Already, I feel it's effects.

I am reminded daily that it changing me.

It's new and it's different and even though I wanted this,

It's uncharted territory.

There’s very little information out there for me.

Who do i ask? A doctor? They’re often more uneducated than I.

I turn to the internet and obsess over videos of people describing their transformation.

But everyone is different.

I do not know how my body will change.

 

My heart is healing.

The scars almost healed over.

I no longer cry for hours on end thinking of them.

Their scent has long been washed from my hoodie.

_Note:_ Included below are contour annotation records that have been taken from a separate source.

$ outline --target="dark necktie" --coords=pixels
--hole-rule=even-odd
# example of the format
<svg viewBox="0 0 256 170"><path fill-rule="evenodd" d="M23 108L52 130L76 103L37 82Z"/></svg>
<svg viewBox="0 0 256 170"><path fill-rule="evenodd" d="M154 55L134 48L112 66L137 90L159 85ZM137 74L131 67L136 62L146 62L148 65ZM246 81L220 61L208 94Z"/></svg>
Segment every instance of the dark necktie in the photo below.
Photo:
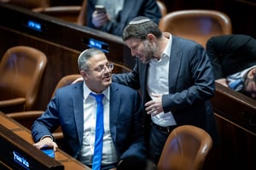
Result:
<svg viewBox="0 0 256 170"><path fill-rule="evenodd" d="M238 86L242 84L242 80L241 79L238 79L231 83L230 83L230 88L236 90Z"/></svg>
<svg viewBox="0 0 256 170"><path fill-rule="evenodd" d="M101 164L102 164L103 134L104 134L103 104L102 104L102 99L104 97L104 94L94 94L90 93L90 95L94 96L97 102L92 169L100 170Z"/></svg>

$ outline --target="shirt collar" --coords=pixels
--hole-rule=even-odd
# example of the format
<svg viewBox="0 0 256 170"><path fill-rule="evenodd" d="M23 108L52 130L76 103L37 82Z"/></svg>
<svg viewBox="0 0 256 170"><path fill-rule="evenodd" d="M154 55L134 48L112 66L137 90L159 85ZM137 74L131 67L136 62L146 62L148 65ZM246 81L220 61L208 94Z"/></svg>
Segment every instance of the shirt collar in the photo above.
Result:
<svg viewBox="0 0 256 170"><path fill-rule="evenodd" d="M88 98L88 96L90 95L90 93L93 93L96 94L95 92L92 92L90 89L89 89L89 88L86 86L85 82L84 82L84 99L86 99ZM107 98L107 99L109 100L109 91L110 88L109 87L107 88L102 94L104 94L104 96Z"/></svg>

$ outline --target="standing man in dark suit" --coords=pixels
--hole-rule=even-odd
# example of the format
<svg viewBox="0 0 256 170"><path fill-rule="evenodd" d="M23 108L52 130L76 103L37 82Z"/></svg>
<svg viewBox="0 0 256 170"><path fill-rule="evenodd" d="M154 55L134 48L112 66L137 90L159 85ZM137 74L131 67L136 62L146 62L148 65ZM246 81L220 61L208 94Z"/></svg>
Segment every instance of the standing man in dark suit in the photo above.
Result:
<svg viewBox="0 0 256 170"><path fill-rule="evenodd" d="M96 136L96 99L102 94L104 135L102 168L115 168L126 156L145 158L143 114L138 93L111 80L113 63L99 49L89 48L78 60L84 81L59 88L45 112L32 125L34 145L57 148L51 133L61 127L63 150L92 165ZM93 168L94 169L94 168Z"/></svg>
<svg viewBox="0 0 256 170"><path fill-rule="evenodd" d="M96 10L102 5L106 13ZM86 26L116 36L137 16L146 16L159 23L161 13L156 0L87 0Z"/></svg>
<svg viewBox="0 0 256 170"><path fill-rule="evenodd" d="M247 35L210 38L207 53L215 79L221 84L256 98L256 40Z"/></svg>
<svg viewBox="0 0 256 170"><path fill-rule="evenodd" d="M209 101L215 92L214 76L204 48L193 41L162 33L146 17L132 20L124 29L123 40L136 64L131 72L113 75L113 81L141 89L152 161L157 164L169 133L177 126L201 128L216 143Z"/></svg>

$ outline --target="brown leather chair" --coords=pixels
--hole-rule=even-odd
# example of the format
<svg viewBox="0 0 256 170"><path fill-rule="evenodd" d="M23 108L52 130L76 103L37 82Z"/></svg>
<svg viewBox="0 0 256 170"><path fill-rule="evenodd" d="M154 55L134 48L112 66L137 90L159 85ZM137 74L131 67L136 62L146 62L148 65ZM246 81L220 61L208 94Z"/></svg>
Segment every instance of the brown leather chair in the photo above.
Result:
<svg viewBox="0 0 256 170"><path fill-rule="evenodd" d="M157 169L200 170L212 145L212 138L205 130L191 125L177 127L165 144Z"/></svg>
<svg viewBox="0 0 256 170"><path fill-rule="evenodd" d="M0 63L0 110L32 110L36 102L47 57L26 46L9 48Z"/></svg>
<svg viewBox="0 0 256 170"><path fill-rule="evenodd" d="M38 7L48 7L49 6L49 1L50 0L6 0L5 3L32 9Z"/></svg>
<svg viewBox="0 0 256 170"><path fill-rule="evenodd" d="M161 12L162 17L167 14L167 8L166 4L161 1L156 1L157 5Z"/></svg>
<svg viewBox="0 0 256 170"><path fill-rule="evenodd" d="M67 75L63 76L55 86L55 88L53 92L52 97L55 95L57 88L69 85L77 81L83 81L83 79L79 79L81 77L80 74L73 74ZM13 118L26 128L30 129L33 122L39 117L44 113L44 110L29 110L29 111L20 111L20 112L13 112L7 114L8 116ZM53 136L55 139L61 140L63 138L63 134L61 133L61 128L59 128L53 133Z"/></svg>
<svg viewBox="0 0 256 170"><path fill-rule="evenodd" d="M162 31L194 40L204 48L212 36L232 34L230 17L216 10L190 9L168 13L161 18Z"/></svg>

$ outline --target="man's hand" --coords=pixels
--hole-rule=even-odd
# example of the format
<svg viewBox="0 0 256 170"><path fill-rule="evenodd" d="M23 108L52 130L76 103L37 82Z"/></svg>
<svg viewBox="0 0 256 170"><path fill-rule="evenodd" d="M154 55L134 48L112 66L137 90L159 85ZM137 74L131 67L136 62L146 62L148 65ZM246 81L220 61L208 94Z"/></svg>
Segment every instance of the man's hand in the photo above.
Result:
<svg viewBox="0 0 256 170"><path fill-rule="evenodd" d="M162 112L162 94L152 94L154 99L145 104L146 111L148 114L155 116Z"/></svg>
<svg viewBox="0 0 256 170"><path fill-rule="evenodd" d="M218 79L218 80L216 80L216 82L229 88L228 82L225 78Z"/></svg>
<svg viewBox="0 0 256 170"><path fill-rule="evenodd" d="M56 150L58 148L57 144L55 143L49 136L43 138L39 142L33 145L38 150L41 148L52 148L54 150Z"/></svg>

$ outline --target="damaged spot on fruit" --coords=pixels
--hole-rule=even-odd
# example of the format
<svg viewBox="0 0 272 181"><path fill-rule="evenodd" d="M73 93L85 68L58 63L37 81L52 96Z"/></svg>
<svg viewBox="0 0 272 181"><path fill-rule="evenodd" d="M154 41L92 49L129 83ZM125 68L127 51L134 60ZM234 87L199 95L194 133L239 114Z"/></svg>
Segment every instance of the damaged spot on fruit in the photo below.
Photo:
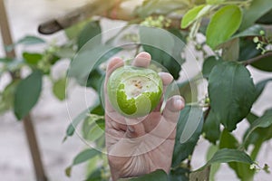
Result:
<svg viewBox="0 0 272 181"><path fill-rule="evenodd" d="M162 81L151 69L125 66L115 70L107 84L113 109L128 118L143 117L160 103Z"/></svg>

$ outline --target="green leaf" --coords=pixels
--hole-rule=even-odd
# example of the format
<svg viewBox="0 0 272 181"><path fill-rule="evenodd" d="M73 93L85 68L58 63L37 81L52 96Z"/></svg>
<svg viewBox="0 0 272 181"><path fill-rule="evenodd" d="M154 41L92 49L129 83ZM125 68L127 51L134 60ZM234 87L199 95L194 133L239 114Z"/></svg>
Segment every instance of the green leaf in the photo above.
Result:
<svg viewBox="0 0 272 181"><path fill-rule="evenodd" d="M255 100L257 100L257 99L262 94L267 83L268 83L269 81L272 81L272 78L263 80L256 84Z"/></svg>
<svg viewBox="0 0 272 181"><path fill-rule="evenodd" d="M198 101L198 84L196 81L185 81L178 84L180 92L182 92L182 97L185 102ZM167 88L170 89L170 87Z"/></svg>
<svg viewBox="0 0 272 181"><path fill-rule="evenodd" d="M271 53L272 52L269 52ZM250 65L261 71L272 71L272 54L266 57L260 57L257 62Z"/></svg>
<svg viewBox="0 0 272 181"><path fill-rule="evenodd" d="M15 114L18 119L26 116L39 100L42 78L42 72L34 71L19 82L15 94Z"/></svg>
<svg viewBox="0 0 272 181"><path fill-rule="evenodd" d="M204 120L203 133L205 138L216 145L220 137L220 120L216 117L213 110L210 110L207 119Z"/></svg>
<svg viewBox="0 0 272 181"><path fill-rule="evenodd" d="M209 73L213 67L217 64L219 64L222 61L219 58L217 58L216 56L209 56L207 59L204 60L203 65L202 65L202 74L203 77L209 78Z"/></svg>
<svg viewBox="0 0 272 181"><path fill-rule="evenodd" d="M28 64L37 64L42 60L43 54L36 52L23 52L23 57Z"/></svg>
<svg viewBox="0 0 272 181"><path fill-rule="evenodd" d="M150 174L139 176L137 178L131 178L130 181L168 181L168 176L163 170L156 170Z"/></svg>
<svg viewBox="0 0 272 181"><path fill-rule="evenodd" d="M249 71L235 62L225 62L212 69L208 90L211 109L229 131L249 113L256 95Z"/></svg>
<svg viewBox="0 0 272 181"><path fill-rule="evenodd" d="M221 44L222 59L225 61L238 61L239 58L239 39L235 38Z"/></svg>
<svg viewBox="0 0 272 181"><path fill-rule="evenodd" d="M231 39L247 37L247 36L259 36L260 31L264 31L264 28L261 25L254 24L253 26L250 26L249 28L244 30L243 32L234 34L234 36L232 36Z"/></svg>
<svg viewBox="0 0 272 181"><path fill-rule="evenodd" d="M164 66L174 79L178 79L180 65L184 62L180 55L184 43L172 33L159 28L141 26L139 33L143 50L151 53L152 60Z"/></svg>
<svg viewBox="0 0 272 181"><path fill-rule="evenodd" d="M225 1L226 0L206 0L207 4L209 4L209 5L219 5Z"/></svg>
<svg viewBox="0 0 272 181"><path fill-rule="evenodd" d="M18 81L14 81L5 86L0 92L0 114L14 108L15 92L18 85Z"/></svg>
<svg viewBox="0 0 272 181"><path fill-rule="evenodd" d="M238 29L242 13L237 5L226 5L212 16L206 32L207 44L215 49Z"/></svg>
<svg viewBox="0 0 272 181"><path fill-rule="evenodd" d="M89 159L94 157L100 154L100 152L96 149L85 149L79 153L73 160L73 164L65 169L65 174L67 176L71 176L72 168L73 166L82 164Z"/></svg>
<svg viewBox="0 0 272 181"><path fill-rule="evenodd" d="M210 145L207 151L207 160L211 159L212 156L219 150L219 148L215 145ZM219 170L220 164L212 164L210 166L209 181L215 181L215 175Z"/></svg>
<svg viewBox="0 0 272 181"><path fill-rule="evenodd" d="M240 38L239 61L247 61L261 54L261 50L257 50L256 43L250 39Z"/></svg>
<svg viewBox="0 0 272 181"><path fill-rule="evenodd" d="M192 154L201 134L203 126L202 110L198 107L185 107L177 125L177 136L172 157L172 167Z"/></svg>
<svg viewBox="0 0 272 181"><path fill-rule="evenodd" d="M99 21L90 22L87 24L78 36L78 49L81 49L89 40L95 37L102 33ZM102 43L102 36L95 38L94 44L100 44Z"/></svg>
<svg viewBox="0 0 272 181"><path fill-rule="evenodd" d="M190 10L189 10L181 19L181 28L187 28L196 19L199 13L205 7L205 5L198 5Z"/></svg>
<svg viewBox="0 0 272 181"><path fill-rule="evenodd" d="M240 30L245 30L251 26L257 19L267 13L272 8L270 0L253 0L249 8L243 11L243 21Z"/></svg>
<svg viewBox="0 0 272 181"><path fill-rule="evenodd" d="M20 39L16 43L16 44L30 45L30 44L39 44L39 43L46 43L46 42L40 37L27 35L27 36L24 36L24 38Z"/></svg>
<svg viewBox="0 0 272 181"><path fill-rule="evenodd" d="M112 45L97 45L89 41L83 48L75 55L71 62L68 71L69 77L73 77L83 86L86 86L90 71L106 62L110 57L122 50L120 47L113 48ZM92 47L95 46L93 49Z"/></svg>
<svg viewBox="0 0 272 181"><path fill-rule="evenodd" d="M249 165L254 164L250 157L243 151L238 149L222 148L218 150L205 166L201 167L196 171L202 170L206 167L212 164L229 162L240 162Z"/></svg>
<svg viewBox="0 0 272 181"><path fill-rule="evenodd" d="M272 110L267 110L263 116L257 119L248 129L247 135L244 137L244 144L247 143L250 134L257 128L268 128L272 125Z"/></svg>
<svg viewBox="0 0 272 181"><path fill-rule="evenodd" d="M176 10L187 10L189 3L184 0L147 0L135 9L141 17L151 14L166 14Z"/></svg>
<svg viewBox="0 0 272 181"><path fill-rule="evenodd" d="M189 181L189 173L188 168L177 167L171 168L170 174L168 175L170 181Z"/></svg>
<svg viewBox="0 0 272 181"><path fill-rule="evenodd" d="M227 129L224 129L221 138L219 148L238 148L238 142L235 137L230 134ZM255 170L250 169L248 164L231 162L228 166L235 171L238 178L245 181L252 180Z"/></svg>
<svg viewBox="0 0 272 181"><path fill-rule="evenodd" d="M75 128L79 125L81 121L87 118L87 114L92 111L93 109L95 109L99 105L99 101L95 100L94 105L91 106L90 108L84 110L83 112L81 112L75 119L72 120L72 122L69 124L67 129L66 129L66 136L63 138L63 141L68 138L72 137L74 133Z"/></svg>
<svg viewBox="0 0 272 181"><path fill-rule="evenodd" d="M53 95L60 100L65 100L66 96L66 78L59 79L53 85Z"/></svg>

Instead of being overcome with memories at the mere sight of it,

I barely take notice as I sift through my closet.

I do not search their name on twitter anymore.

Even in the moments I remember them, I hope they have moved on like I have.

But the scars have left me scared to try again.

 

A challenge tacked up on my wall.

A check mark next to each of the 30 days.

Surrounding it are photos and lists and inspirational quotes.

All of this evidence to an emotional journey I went through to better myself.

My goals are written out in 18 point serif font.

I know that I am on my way to completing them.

I made a list of the ways I have changed since I started the challenge.

And I have to remind myself that this is a positive change.

But still, it makes me anxious.

 

Maybe one day I won’t recognize myself in the mirror anymore.